Guinness Ireland's exports grew by 13 per cent. The US was particularly strong with a 63 per cent increase in shipments.

Volume sales of Bailey's Irish Cream Liqueur were up 2 per cent. Mr Frank Fenn, managing director of Bailey's, said it was now gaining the benefits from Diageo's strategy to "focus behind key brands". There was a 6 per cent increase in its five top markets.

Bailey's sold 4.3 million cases, or 50 million bottles, last year. It should reach its target of five million cases in two to three years time, he added.

Mr Colin Storm, chief executive of the Guinness worldwide group, said an uplift in Africa more than balanced the downturn in Asia.

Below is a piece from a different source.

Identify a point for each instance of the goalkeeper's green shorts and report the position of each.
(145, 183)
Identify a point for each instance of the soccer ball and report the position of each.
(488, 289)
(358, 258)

The US was particularly good and Britain had a 5 per cent volume increase due to the withdrawal of some brands and reinvestment.

Diageo said better trading in Asia and benefits from its recent merger had boosted its annual results.

Diageo announced pre-tax profit of £1.767 billion sterling (€2.76 billion).

The result was 4.5 per cent lower than last year's figures, but Diageo executives stressed that operating profit and margins were improving.

The company, formed from a December 1997 merger of Guinness and GrandMet, saved £142 million in the period due to merger synergies, and noted that while Asian business had still not been "restored to former glories, we have seen some recovery in the second half."

North American and European sales of wines and spirits grew still further.

The Latin America market steadied and Asian trading continue to show signs of prospering.

Analysts and brokers welcomed the results.